A person sitting in an open car moving at constant velocity throws a ball vertically upwards in air. If effect of air resistance is neglected, the ball will fall
(A) Exactly in the hands of the person
(B) Outside the car
(C) In the car behind the person
(D) In the car ahead of the person

Answer 1

Hint: We will find the distance travelled by the car and the ball in time t using the equation of motion, \[{\text{s = ut + }}\dfrac{{\text{1}}}{{\text{2}}}{\text{a}}{{\text{t}}^{\text{2}}}\] . Then, we will compare both the distances and accordingly we will select the correct option.

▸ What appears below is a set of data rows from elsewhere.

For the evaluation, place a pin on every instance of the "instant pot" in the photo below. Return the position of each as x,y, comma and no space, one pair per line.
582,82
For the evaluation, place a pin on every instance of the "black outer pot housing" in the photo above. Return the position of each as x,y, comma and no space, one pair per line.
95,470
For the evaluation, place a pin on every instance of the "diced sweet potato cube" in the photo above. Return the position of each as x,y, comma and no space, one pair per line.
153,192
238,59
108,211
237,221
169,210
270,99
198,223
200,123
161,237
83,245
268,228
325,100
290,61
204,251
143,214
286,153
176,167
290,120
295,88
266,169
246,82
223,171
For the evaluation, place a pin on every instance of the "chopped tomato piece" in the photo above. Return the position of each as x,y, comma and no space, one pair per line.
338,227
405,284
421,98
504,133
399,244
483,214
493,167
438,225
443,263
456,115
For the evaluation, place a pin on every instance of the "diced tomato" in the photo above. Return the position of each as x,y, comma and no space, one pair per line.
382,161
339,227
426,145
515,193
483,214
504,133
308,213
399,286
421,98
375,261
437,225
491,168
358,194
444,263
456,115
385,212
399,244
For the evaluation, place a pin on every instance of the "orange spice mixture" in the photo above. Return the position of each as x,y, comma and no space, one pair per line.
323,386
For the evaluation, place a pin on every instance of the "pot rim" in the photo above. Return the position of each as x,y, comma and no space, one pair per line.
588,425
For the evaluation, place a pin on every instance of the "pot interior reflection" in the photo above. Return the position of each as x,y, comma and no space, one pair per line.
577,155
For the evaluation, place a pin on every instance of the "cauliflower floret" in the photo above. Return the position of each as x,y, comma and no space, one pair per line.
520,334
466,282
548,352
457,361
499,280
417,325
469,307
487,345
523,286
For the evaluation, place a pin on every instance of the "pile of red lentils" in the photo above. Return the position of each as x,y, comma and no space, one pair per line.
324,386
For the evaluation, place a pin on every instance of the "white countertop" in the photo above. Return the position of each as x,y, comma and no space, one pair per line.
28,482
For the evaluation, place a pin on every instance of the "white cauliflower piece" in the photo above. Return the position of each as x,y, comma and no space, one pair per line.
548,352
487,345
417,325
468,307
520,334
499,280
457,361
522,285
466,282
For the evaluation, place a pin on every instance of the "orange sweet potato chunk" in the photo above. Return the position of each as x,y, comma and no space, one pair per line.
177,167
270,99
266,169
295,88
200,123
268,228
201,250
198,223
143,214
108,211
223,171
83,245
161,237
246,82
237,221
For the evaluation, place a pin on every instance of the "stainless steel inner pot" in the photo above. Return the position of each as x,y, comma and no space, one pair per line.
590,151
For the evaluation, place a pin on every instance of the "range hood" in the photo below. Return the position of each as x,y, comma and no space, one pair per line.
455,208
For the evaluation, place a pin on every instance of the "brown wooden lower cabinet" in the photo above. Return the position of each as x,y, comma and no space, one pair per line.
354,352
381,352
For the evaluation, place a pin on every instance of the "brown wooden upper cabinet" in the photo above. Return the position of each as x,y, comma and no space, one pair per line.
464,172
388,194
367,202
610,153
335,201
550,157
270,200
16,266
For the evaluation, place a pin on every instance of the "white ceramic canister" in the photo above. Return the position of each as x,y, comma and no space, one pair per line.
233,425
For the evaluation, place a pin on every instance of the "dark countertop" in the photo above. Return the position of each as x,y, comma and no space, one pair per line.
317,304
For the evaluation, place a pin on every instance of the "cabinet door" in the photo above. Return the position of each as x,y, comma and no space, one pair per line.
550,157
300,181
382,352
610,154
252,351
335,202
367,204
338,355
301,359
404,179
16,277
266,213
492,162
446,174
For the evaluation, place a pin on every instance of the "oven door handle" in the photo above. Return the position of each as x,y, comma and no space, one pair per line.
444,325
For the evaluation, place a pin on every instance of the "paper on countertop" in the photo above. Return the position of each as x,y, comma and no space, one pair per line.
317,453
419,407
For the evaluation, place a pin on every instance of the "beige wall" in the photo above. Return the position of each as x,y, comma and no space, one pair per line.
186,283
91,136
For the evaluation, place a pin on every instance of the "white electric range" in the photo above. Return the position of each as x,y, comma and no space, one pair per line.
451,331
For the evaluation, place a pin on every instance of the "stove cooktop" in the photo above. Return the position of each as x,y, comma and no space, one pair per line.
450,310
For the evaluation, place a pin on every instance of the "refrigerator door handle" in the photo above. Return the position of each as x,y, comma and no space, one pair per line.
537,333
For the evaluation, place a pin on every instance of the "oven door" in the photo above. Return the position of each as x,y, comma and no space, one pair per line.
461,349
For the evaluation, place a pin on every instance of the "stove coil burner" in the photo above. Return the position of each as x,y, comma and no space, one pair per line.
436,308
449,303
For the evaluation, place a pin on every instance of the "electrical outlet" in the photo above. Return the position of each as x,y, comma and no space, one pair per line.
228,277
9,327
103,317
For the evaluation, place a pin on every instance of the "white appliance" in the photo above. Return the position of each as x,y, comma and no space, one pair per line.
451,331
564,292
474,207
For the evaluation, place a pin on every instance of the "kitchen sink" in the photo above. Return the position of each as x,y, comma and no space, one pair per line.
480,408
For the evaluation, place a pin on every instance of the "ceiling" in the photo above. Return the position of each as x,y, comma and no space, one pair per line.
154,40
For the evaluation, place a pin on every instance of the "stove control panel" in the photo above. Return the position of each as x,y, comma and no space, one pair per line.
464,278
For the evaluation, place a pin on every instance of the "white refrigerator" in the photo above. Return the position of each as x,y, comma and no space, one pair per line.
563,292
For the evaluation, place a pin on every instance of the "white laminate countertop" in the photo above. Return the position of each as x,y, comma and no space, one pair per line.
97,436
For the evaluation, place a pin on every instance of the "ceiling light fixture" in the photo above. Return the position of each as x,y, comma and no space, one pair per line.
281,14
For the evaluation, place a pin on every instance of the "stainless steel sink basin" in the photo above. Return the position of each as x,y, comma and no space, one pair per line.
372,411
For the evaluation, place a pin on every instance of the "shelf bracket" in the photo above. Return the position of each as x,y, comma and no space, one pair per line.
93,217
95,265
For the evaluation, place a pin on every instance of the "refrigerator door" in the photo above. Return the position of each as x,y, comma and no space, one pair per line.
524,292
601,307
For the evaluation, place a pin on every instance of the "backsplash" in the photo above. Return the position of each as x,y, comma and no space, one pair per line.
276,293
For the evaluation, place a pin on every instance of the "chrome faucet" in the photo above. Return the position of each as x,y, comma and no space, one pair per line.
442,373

Complete step by step answer
Let the velocity of the ball be, v and the velocity of the car be u.
Here the velocity of the car will also be the horizontal velocity of the ball.
Now, let’s calculate the distance travelled by the car in time, t. For this, we will use the second equation of motion.
$s = ut + \dfrac{1}{2}a{t^2}$
Since the car is moving with a constant velocity, acceleration will be zero. Therefore, the distance travelled by the car in time t.
$s = ut + \dfrac{1}{2} \times 0 \times {t^2}$
$ \Rightarrow s = ut$
Similarly, considering that the horizontal velocity of the ball is u. the distance travelled by the ball in time, t will also be s = ut.
This means that the ball will cover the same distance as that of the car in time, t. Hence, the ball will land in the hands of the person who threw the ball.
So, option (A) is the correct answer.

Note It is clearly mentioned in the question that the car is moving with a constant velocity which means that no pseudo force will act on the ball when it is thrown upwards in the air. It is possible that one may get confused and try to solve this kind of question by taking into consideration pseudo force.